Eric Poitevin
Dans les photographies d’Éric Poitevin, il n’y a ni neutralité, ni objectivité, mais de la subjectivité : du choix. Telle qu’il la conçoit, l’image énonce des images. Tout est lisible, sans hiérarchie, mais sans pour autant s’abandonner à l’aléatoire. L’artiste choisit ses sujets parce que ceux-ci sont à portée de main, leur présence dans son œuvre reflète leur présence dans son quotidien, et leur apparente ruralité est l’image de sa propre ruralité.

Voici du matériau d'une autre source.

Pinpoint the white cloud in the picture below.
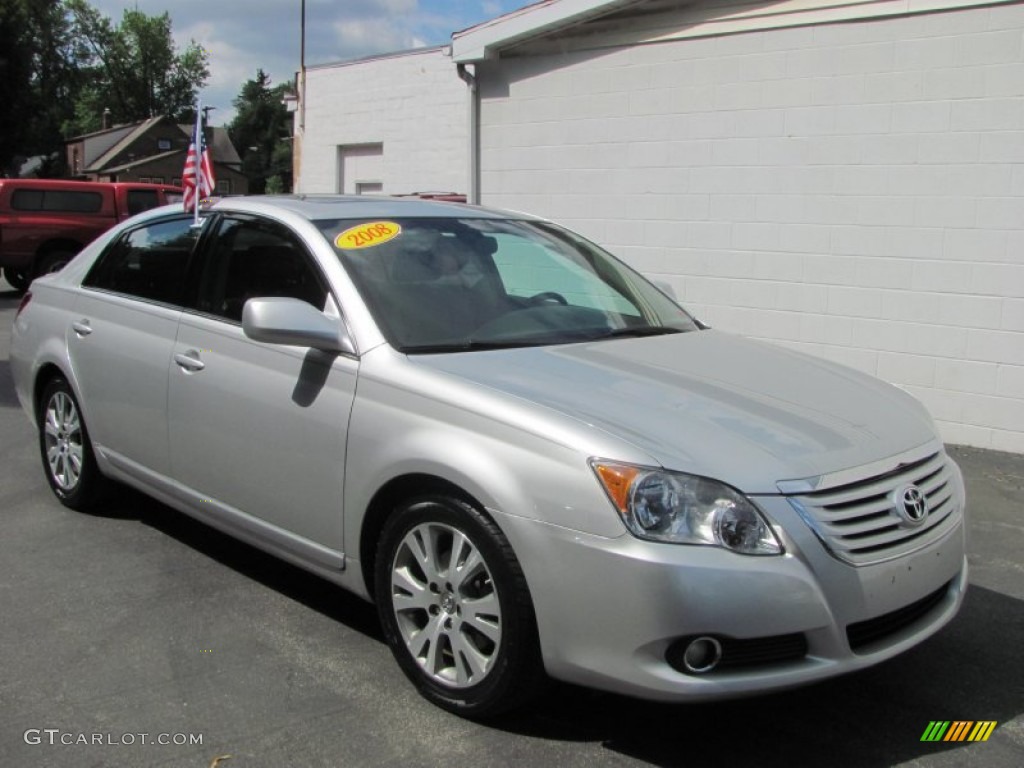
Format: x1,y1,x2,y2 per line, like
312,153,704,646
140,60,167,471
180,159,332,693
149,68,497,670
83,0,529,125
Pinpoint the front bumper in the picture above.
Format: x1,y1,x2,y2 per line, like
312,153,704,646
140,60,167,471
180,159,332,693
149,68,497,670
495,472,968,701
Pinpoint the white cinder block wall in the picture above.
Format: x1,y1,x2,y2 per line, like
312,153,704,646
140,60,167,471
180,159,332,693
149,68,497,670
295,48,469,195
478,3,1024,452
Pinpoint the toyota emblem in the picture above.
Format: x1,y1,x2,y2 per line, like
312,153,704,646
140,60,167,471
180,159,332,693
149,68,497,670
895,485,928,525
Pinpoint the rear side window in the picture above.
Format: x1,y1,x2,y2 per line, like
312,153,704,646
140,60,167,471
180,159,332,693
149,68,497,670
128,189,160,216
82,216,200,306
10,189,103,213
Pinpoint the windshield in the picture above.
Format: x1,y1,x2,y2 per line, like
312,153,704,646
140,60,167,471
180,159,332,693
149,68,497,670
315,218,696,353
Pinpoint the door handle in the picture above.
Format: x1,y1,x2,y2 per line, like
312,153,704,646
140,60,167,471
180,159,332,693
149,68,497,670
174,349,206,372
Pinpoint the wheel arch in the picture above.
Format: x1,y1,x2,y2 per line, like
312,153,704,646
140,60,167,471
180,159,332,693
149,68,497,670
359,472,483,602
32,362,71,417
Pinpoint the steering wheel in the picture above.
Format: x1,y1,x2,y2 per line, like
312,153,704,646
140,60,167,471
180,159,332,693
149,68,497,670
528,291,569,306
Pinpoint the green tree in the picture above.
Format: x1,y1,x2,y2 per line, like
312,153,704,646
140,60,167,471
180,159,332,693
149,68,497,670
0,0,80,175
227,70,292,195
65,0,210,133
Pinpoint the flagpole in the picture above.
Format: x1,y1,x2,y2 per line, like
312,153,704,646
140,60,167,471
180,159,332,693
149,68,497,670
193,99,203,226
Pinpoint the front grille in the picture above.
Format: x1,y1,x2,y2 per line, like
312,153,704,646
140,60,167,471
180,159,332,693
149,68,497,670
665,632,807,674
786,452,962,565
846,582,949,651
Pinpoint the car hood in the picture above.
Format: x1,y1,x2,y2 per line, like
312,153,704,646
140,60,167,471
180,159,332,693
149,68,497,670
413,331,936,494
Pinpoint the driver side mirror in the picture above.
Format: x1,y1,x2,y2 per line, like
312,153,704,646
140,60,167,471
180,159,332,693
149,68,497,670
242,296,355,354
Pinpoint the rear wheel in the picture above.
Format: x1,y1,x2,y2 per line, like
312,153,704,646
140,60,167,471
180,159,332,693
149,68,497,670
39,378,109,511
376,497,545,718
3,266,32,291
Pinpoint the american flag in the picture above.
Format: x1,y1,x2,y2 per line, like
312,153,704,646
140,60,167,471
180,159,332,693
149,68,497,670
181,108,217,211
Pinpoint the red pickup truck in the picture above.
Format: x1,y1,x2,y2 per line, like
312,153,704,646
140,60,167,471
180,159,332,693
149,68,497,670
0,179,182,291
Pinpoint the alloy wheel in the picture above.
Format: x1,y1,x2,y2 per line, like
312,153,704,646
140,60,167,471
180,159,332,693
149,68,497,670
390,522,502,688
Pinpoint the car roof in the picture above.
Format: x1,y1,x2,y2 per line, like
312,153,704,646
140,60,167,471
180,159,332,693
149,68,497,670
211,195,535,221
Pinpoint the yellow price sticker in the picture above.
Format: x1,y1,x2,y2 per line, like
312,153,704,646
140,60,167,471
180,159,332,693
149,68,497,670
334,221,401,251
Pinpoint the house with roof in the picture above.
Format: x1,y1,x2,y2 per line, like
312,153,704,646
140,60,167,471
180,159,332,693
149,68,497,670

Ainsi s’est bâti un ensemble de sujets dont la cohérence est le fait d’une double ascendance. La première est celle, formelle et esthétique, de la construction de l’image. Les photographies répondent à des contraintes de forme parmi lesquelles le désir de connaissance est fondateur. Regarder procède d’une relation, une relation qui demande de prendre le temps, d’être dans l’attention aux choses et non dans l’usage que l’on pourrait en faire. D’où l’apparente simplicité des images produites par Éric Poitevin. Mais celle-ci est avant tout une réponse à leur insistance. L’artiste montre les objets pour insister lui-même, pour être au plus près d’eux, pour les voir vraiment, sans ajouter d’artifice.
À cette attention répond une volonté de précision dans le rapport au volume et à l’espace. Pour cette raison, les formats tendent vers une échelle une. Une illusion qui accentue la frontalité des photographies et assoit l’existence de leur sujet : plus que la photographie d’un bœuf ou un sous-bois, c’est le bœuf et le sous-bois que veut montrer Éric Poitevin.
La seconde ascendance qui fonde le travail de l’artiste est celle d’une réalité qui s’éprouve au jour le jour, jusqu’à s’imposer comme évidence. Les photographies répondent aux images qu’arpente le regard. Il y a une logique cachée, non sous-terraine, mais de territoire, une logique géographique, dont l’exploration induit l’œuvre. Dans chaque brin d’herbe, chaque trophée de chasse, chaque portrait et chaque nu il y a un climat de l’image, une saisonnalité que portent les photographies d’Éric Poitevin.